# GTO's Temp. Gauge - Real or not ??



## westell (Oct 4, 2004)

For instance, in my '94 Z28, the gauge (gage) was a real gage, but in my '02 SS Camaro (which the GTO replaced as daily driver), the gage was not a real gage, only indicator, and for lack of correct term, I think a rheostat.

This was a heated topic that angered a lot of other enthusiast / purists like ourselves arty 

Anyone know for sure ????


----------



## rock421 (Aug 7, 2004)

The GTO uses the same engine coolant temp sensor as the 97-04 vette. In my little noggin, a gauge and an indicator are pretty much the same thing. I think it's as real as your gonna get, but the readings displayed are buffered or slowed down to not panic the driver with "normal" fluctuations. This may be what was pissin people off?


----------



## capra2d (Aug 3, 2004)

westell said:


> For instance, in my '94 Z28, the gauge (gage) was a real gage, but in my '02 SS Camaro (which the GTO replaced as daily driver), the gage was not a real gage, only indicator, and for lack of correct term, I think a rheostat.
> 
> This was a heated topic that angered a lot of other enthusiast / purists like ourselves arty
> 
> Anyone know for sure ????


You can get a digital display of the coolant temperature. I can't attest to its accuracy or how close it is to "real time," but --

(1) Insert key into ignition (don't start engine or turn key, yet);

(2) Press and hold down simultaneously both the "MODE" and "SET" buttons on the Trip Computer (those with two right arms will appreciate their abnormality (excuse me--"special gift") for the first time);

(3) While still holding the two buttons in (2) down, turn the key to the Accessory position -- you should see a display different from what you're accustomed to seeing;

(4) Using the "up" arrow, scroll until you see the temperature display.

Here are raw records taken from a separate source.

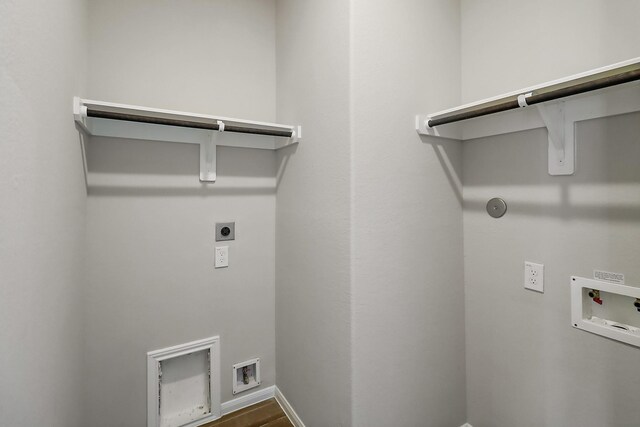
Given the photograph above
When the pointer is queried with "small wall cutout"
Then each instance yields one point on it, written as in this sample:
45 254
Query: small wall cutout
246 375
183 384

You should be able to start the engine and continue to monitor the coolant temperature as you drive.

I haven't tried it for a while, but I believe the steps above are accurate. I'll try to check it out when I get home to be sure I haven't given given you a bum steer. Give it shot. When I last checked it, which was in August when outdoor temperatures here in Phoenix were about 105 deg., mine ran at about 190 deg.

:cheers


----------



## muohio (Sep 22, 2004)

I watched my guage a couple days ago wondering the same thing. From start up, the guage slowly climbed until it hit a constant temp. The question is, is the guage mechanical or digital and I would assume digital. A digital or electronic guage will only read to the precision of the device and sampling rate. For example, it might read in 20 degree or 50 degree changes or out to a thousand decimal places ever minute or every micro second. Most indicator type guages are accurate, but only display a couple different ranges.


----------



## Whiteshadow (Sep 28, 2004)

Capra2d is correct. If you want to watch the actual temperature, use the steps he has provided, and flip through the displays until you get to coolant temp.

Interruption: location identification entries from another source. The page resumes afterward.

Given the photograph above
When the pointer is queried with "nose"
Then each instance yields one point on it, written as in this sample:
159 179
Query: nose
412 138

I was very impressed at all of the different things you could monitor, I believe it showed the fuel pump flow? (I just quickly glanced at it). Very neat.


----------



## capra2d (Aug 3, 2004)

capra2d said:


> You can get a digital display of the coolant temperature. I can't attest to its accuracy or how close it is to "real time," but --
> 
> (1) Insert key into ignition (don't start engine or turn key, yet);
> 
> ...


Well, I didn't get it exactly right. Here's a correction --

At Step (4), scroll through the displays using the MODE button and you will find the coolant temperature reading.

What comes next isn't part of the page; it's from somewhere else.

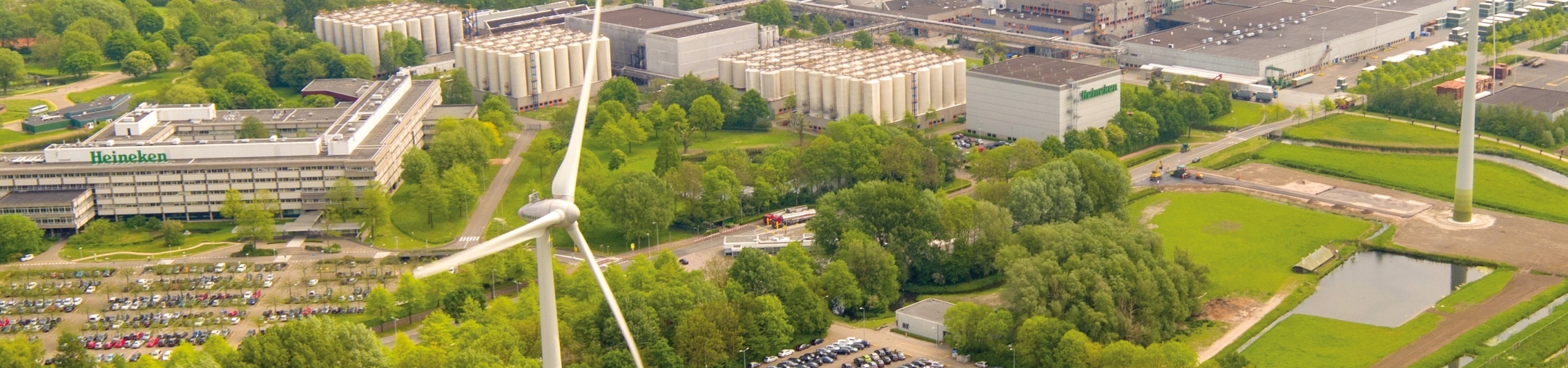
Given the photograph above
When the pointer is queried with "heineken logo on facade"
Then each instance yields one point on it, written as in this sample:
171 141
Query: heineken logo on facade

I apologize for the bum steer.

Ken

 :shutme


----------



## westell (Oct 4, 2004)

capra2d said:


> Well, I didn't get it exactly right. Here's a correction --
> 
> At Step (4), scroll through the displays using the MODE button and you will find the coolant temperature reading.
> 
> ...


noted and thanks. nice info to have  :cheers


----------



## leaftye (Oct 11, 2004)

FWIW, my '98 LS1 Vette had these stock settings:

Fan 1 On: 223F
Fan 1 Off: 219F

Fan 2 On: 235F
Fan 2 Off: 227F


Now I've modified the thermostat to open much earlier, but I have to cruise on the highway for a while before temps come down, and down they'll go, as low as 135F! My fans are currently programmed as such:

Fan 1 On: 190F
Fan 1 Off: 185F

Fan 2 On: 200F
Fan 2 Off: 190F

They don't work too hard right now, but come summer I'll have to up the fans since I doubt the Dewitt's radiator w/oil cooler I currently have, plus the ACP C5R vented hood will be enough to keep temps down without highway speeds or the fans working overtime.


Eugene


----------



## westell (Oct 4, 2004)

that's one of the best things about programers.

put in the 160 degree stat and program the fans on earlier.

we all know that heat robs hp


----------



## leaftye (Oct 11, 2004)

Westell, I understand your "heat robs hp" quote, but it's not entirely true. Oils run best at a specific temperature. I believe most modern synthetics have already been optimized to operate at 190F. I've seen drag motors with thermal ceramic coatings on the oil pan to help it heat up faster. Here is a quote from a story in the current edition of Racecar Engineering magazine: 

"a racecar engine should never be required to give full power until it-and its lubricants-are at the correct operating temperature"

Another thing is that the oil absorbs a lot of liquid contaminants. If it doesn't get hot enough, it won't evaporate and it'll stay in the engine to cause damage.

The real reason I've reprogrammed my fans is because I autocross, so my temps definitely get up to temperature, but I want them to come down between runs, so I have the fans cool down the engine as much as it can before my next run. Frankly I'm worried about my temps not coming up enough this winter. My next mod will probably be fabbing up a way to block air from the radiator to help it heat up and stay heated.

My current stance is: 200F is good, I just don't want to sustain anything more.


Eugene


----------